Urchatz is the part of the seder when we wash our hands before eating the karpas and we don't say a bracha. Are you always, that one person who says a bracha when washing your hands for urchatz? Whats up with that? Why don't we say a bracha?

A lot of people say we don't say a bracha because we are just washing our hands so our hands are pure and not tamei. The people who say that aren't wrong. In the time of the Beit Hamikdash people washed their hands every time before eating any wet vegetable or fruit.

Another answer is we want the children to ask questions. This is true. The children play a big role in the Pesach seder. The youngest child asks the four questions, and there are four different sons. The wise one, the wicked one, the simple minded one, and the one who doesn't know enough to ask.
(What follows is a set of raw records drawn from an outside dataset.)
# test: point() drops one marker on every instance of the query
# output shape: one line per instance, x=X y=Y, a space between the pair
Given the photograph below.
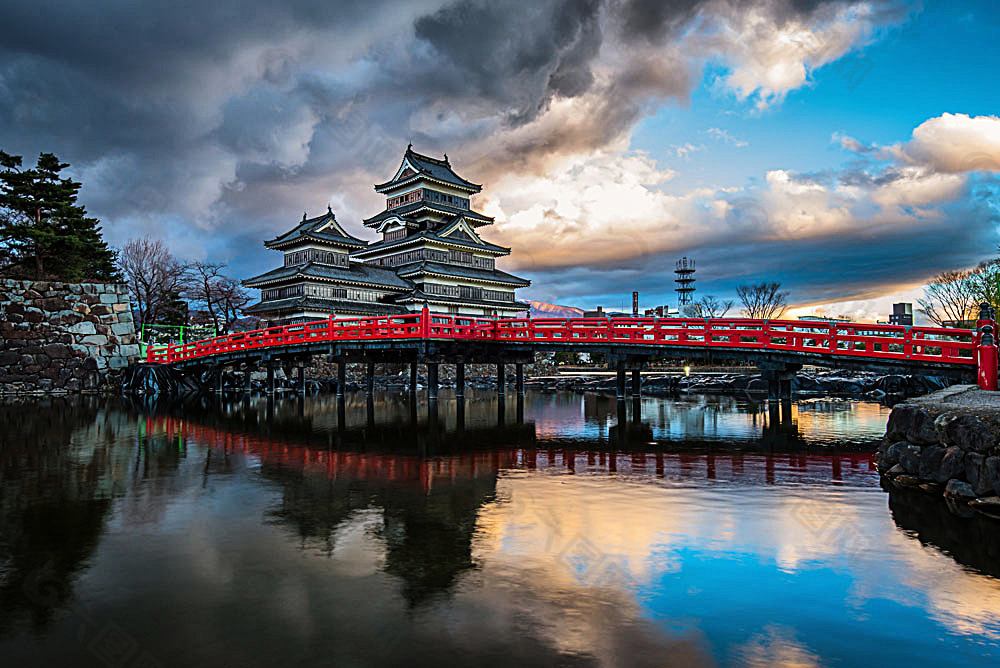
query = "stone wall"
x=947 y=443
x=64 y=337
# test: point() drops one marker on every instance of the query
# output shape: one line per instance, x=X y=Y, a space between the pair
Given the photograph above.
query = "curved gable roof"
x=425 y=165
x=321 y=228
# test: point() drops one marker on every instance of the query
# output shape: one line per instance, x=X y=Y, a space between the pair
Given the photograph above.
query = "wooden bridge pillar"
x=785 y=389
x=432 y=380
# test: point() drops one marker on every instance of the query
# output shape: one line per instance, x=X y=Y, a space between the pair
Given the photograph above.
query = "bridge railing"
x=932 y=344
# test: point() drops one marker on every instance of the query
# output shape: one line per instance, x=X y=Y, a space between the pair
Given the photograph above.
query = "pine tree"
x=43 y=231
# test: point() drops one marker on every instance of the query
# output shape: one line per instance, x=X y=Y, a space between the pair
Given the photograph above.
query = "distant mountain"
x=545 y=310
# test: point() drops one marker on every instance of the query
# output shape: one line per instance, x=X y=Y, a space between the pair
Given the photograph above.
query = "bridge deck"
x=432 y=337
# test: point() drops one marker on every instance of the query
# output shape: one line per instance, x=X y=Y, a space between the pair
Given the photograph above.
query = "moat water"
x=557 y=531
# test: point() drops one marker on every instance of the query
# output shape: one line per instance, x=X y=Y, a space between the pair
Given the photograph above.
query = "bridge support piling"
x=785 y=389
x=432 y=380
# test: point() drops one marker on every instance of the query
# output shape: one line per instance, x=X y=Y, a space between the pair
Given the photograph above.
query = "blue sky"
x=849 y=148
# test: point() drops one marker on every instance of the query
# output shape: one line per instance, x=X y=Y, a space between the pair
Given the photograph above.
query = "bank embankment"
x=947 y=444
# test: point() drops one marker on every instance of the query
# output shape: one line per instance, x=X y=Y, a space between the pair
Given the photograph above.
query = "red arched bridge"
x=778 y=347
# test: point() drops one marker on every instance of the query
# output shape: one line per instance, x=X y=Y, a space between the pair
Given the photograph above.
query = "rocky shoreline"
x=320 y=377
x=946 y=444
x=819 y=383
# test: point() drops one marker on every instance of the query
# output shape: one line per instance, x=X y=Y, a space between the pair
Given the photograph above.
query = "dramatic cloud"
x=953 y=144
x=213 y=125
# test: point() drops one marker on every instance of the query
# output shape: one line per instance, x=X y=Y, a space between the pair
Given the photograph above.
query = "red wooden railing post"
x=987 y=360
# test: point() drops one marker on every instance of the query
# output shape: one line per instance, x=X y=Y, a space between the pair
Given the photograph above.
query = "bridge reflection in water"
x=372 y=532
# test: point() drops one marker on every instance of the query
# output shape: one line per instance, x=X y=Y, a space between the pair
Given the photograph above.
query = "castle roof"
x=428 y=235
x=416 y=166
x=425 y=267
x=357 y=272
x=322 y=229
x=405 y=212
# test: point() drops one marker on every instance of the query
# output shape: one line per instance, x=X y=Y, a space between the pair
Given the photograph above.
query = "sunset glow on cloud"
x=791 y=140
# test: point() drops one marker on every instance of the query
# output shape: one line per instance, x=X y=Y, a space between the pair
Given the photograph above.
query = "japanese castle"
x=430 y=253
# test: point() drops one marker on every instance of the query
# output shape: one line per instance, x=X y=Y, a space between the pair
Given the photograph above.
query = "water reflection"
x=562 y=531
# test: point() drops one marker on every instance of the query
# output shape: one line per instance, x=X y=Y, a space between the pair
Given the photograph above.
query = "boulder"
x=911 y=423
x=952 y=465
x=989 y=506
x=909 y=459
x=966 y=431
x=930 y=461
x=992 y=467
x=959 y=489
x=975 y=473
x=895 y=451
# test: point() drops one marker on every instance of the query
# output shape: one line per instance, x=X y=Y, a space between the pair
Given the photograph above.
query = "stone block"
x=52 y=304
x=130 y=350
x=84 y=328
x=57 y=351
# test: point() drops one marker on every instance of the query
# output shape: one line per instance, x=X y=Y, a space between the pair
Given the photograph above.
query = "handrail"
x=927 y=344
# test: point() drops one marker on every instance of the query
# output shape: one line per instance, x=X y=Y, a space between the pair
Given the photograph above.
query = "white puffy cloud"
x=953 y=144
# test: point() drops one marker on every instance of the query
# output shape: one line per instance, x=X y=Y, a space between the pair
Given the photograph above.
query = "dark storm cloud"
x=816 y=270
x=213 y=124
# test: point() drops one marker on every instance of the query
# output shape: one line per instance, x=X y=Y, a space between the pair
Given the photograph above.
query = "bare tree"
x=762 y=300
x=155 y=278
x=221 y=296
x=954 y=295
x=232 y=299
x=708 y=307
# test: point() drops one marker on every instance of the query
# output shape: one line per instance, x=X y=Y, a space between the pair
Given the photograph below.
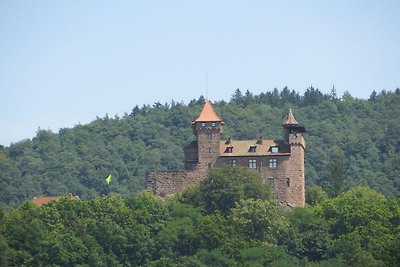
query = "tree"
x=258 y=219
x=227 y=185
x=335 y=173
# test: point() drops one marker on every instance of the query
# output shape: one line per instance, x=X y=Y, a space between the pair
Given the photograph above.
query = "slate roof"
x=242 y=148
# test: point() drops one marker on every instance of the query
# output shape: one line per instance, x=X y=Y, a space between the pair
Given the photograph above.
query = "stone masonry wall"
x=167 y=183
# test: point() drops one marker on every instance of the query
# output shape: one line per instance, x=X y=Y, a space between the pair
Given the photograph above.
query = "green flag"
x=108 y=179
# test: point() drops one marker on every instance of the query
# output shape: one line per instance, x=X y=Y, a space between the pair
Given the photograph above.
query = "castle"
x=279 y=162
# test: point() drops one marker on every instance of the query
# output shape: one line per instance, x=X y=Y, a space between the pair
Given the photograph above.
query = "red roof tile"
x=290 y=120
x=208 y=114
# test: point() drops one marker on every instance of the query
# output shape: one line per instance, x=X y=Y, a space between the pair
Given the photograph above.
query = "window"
x=252 y=163
x=271 y=181
x=272 y=163
x=229 y=149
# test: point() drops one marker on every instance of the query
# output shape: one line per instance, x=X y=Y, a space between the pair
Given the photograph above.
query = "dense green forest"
x=350 y=142
x=230 y=219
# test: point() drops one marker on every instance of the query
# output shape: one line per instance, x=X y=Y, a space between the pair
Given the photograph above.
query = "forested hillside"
x=230 y=219
x=349 y=142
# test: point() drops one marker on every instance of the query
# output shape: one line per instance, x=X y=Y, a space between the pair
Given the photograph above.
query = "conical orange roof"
x=290 y=120
x=208 y=114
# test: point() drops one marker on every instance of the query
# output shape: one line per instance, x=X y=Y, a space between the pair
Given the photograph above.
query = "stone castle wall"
x=168 y=183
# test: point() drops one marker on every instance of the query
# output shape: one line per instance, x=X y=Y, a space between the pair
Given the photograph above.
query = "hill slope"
x=349 y=142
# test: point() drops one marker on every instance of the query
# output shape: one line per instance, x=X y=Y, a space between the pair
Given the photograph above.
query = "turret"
x=295 y=180
x=207 y=127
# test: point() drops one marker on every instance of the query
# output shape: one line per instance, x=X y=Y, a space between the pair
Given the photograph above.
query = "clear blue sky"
x=66 y=62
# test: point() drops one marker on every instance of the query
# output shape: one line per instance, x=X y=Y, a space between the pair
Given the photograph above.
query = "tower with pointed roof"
x=204 y=151
x=295 y=172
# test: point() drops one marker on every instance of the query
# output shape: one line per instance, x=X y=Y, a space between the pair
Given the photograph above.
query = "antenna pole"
x=206 y=85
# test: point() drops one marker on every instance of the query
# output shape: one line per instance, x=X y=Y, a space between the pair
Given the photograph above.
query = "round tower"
x=295 y=177
x=208 y=128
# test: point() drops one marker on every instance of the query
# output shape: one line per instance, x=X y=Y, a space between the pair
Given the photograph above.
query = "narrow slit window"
x=252 y=163
x=272 y=163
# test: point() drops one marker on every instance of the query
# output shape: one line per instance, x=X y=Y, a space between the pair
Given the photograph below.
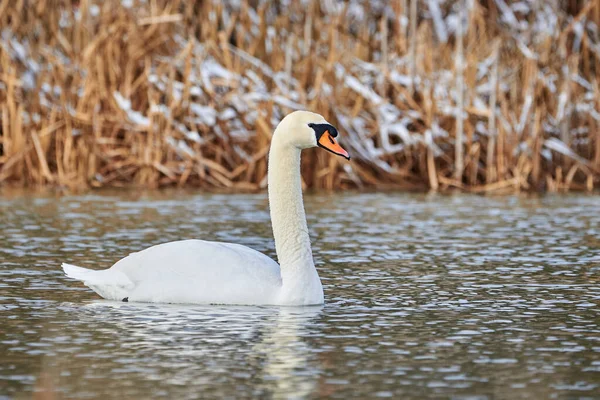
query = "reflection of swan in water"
x=287 y=352
x=211 y=346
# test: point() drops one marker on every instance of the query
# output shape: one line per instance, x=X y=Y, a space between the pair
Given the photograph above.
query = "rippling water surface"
x=426 y=296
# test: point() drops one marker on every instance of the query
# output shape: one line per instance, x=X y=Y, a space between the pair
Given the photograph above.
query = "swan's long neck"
x=300 y=279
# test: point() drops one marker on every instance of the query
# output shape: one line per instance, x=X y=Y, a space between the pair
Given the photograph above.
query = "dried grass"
x=172 y=92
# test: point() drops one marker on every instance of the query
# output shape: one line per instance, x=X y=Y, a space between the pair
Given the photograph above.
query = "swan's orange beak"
x=329 y=143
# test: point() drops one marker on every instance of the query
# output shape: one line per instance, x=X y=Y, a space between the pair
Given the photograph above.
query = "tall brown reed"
x=172 y=92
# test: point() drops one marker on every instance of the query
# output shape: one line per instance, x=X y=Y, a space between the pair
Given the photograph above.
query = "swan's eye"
x=330 y=138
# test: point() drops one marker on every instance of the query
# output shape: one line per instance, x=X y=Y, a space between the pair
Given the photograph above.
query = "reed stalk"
x=427 y=94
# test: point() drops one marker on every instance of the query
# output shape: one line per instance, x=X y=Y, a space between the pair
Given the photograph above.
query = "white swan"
x=202 y=272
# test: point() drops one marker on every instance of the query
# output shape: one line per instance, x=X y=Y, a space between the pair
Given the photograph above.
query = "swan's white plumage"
x=202 y=272
x=188 y=271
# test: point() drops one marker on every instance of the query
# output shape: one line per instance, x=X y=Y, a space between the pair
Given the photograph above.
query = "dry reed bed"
x=161 y=92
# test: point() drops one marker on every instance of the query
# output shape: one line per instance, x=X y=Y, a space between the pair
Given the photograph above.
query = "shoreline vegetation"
x=164 y=93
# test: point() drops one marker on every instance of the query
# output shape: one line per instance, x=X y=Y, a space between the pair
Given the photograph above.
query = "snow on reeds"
x=479 y=95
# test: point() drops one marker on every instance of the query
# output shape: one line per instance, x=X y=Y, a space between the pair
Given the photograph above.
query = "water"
x=426 y=296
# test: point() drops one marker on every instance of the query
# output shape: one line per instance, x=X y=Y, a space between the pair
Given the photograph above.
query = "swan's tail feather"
x=109 y=283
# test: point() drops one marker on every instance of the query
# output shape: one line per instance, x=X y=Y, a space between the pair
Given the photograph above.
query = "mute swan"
x=202 y=272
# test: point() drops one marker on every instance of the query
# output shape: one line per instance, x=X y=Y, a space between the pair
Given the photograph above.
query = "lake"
x=426 y=296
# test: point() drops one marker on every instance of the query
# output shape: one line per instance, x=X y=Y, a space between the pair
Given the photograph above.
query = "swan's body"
x=202 y=272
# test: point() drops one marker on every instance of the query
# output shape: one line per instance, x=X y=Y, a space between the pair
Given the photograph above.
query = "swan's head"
x=305 y=129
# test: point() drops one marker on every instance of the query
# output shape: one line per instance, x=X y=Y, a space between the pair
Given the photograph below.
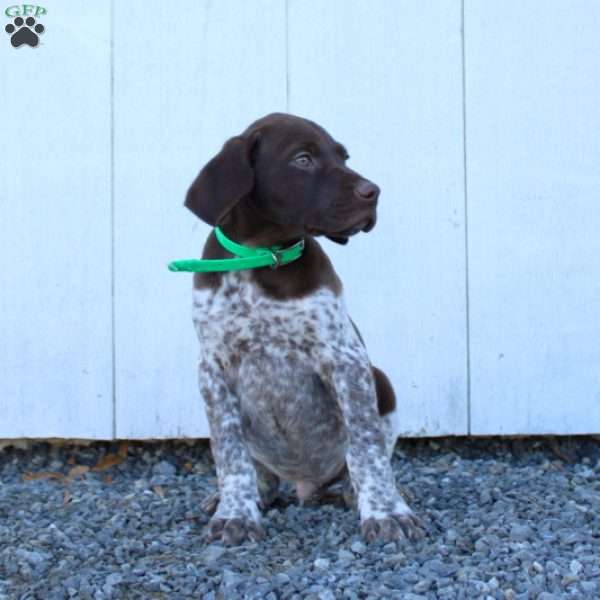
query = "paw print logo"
x=24 y=32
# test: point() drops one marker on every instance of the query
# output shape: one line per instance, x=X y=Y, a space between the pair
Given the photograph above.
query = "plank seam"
x=112 y=222
x=466 y=216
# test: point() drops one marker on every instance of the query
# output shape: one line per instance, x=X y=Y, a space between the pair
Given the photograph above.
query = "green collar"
x=245 y=257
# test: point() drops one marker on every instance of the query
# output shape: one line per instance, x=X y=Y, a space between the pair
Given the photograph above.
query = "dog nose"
x=367 y=191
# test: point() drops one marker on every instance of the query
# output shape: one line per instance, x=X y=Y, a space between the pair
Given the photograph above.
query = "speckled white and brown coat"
x=289 y=389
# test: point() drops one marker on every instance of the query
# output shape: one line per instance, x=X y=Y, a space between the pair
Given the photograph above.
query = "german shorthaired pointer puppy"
x=289 y=389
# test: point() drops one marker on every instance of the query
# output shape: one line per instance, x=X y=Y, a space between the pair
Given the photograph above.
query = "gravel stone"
x=505 y=519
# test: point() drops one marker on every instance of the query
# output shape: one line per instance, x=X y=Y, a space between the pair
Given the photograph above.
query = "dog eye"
x=303 y=160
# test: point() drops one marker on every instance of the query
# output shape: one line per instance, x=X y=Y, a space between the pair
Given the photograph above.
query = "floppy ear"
x=223 y=182
x=337 y=239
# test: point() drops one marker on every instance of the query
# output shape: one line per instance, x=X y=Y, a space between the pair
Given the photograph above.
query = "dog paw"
x=24 y=32
x=392 y=527
x=234 y=531
x=210 y=503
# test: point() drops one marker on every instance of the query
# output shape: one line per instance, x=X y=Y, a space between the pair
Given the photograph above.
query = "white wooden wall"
x=479 y=290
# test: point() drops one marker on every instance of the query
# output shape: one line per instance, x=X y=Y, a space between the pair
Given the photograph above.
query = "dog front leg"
x=237 y=517
x=383 y=512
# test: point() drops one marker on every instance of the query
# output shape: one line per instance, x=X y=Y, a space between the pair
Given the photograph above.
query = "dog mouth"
x=365 y=225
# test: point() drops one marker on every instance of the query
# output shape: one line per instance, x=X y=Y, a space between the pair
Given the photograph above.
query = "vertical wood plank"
x=183 y=84
x=385 y=79
x=55 y=264
x=534 y=187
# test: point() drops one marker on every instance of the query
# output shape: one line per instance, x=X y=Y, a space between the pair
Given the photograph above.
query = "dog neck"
x=244 y=225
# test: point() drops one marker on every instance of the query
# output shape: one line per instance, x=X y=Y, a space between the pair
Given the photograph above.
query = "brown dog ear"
x=223 y=181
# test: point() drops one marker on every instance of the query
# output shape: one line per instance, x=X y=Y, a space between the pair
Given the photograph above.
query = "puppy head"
x=292 y=173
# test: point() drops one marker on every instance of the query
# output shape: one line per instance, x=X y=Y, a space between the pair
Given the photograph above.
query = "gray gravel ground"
x=505 y=519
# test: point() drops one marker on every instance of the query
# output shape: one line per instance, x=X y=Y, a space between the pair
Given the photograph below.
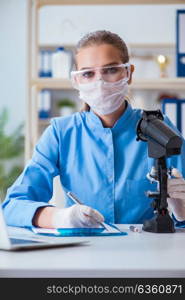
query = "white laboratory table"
x=134 y=255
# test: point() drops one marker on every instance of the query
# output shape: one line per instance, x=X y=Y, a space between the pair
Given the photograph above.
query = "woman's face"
x=99 y=56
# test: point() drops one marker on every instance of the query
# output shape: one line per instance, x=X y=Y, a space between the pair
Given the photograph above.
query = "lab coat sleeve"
x=34 y=187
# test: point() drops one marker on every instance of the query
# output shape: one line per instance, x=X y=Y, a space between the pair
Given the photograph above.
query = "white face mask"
x=103 y=97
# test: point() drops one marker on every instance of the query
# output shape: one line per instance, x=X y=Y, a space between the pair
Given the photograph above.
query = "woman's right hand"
x=76 y=216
What the two answers are saying is we don't say a bracha so the kids can ask, “Why do we not say a bracha?” Then we can answer. We are washing so our hands are pure not for eating bread.

These two explanations are very different from each other. The second explanation is like part of the first one. The children should ask you “why?” And then you can give them a logical answer. The first explanation is showing us where it comes from and where we remember it from. The second explanation is an answer for the moment the children should ask at that time.

Here we learn that we are still doing things what the Jewish people did in the Beit Hamikdash. It is good we have an opportunity to do this because this is what they did in the time of the beit hamikdash every time they ate a wet fruit or vegetable but we only do it during the seder.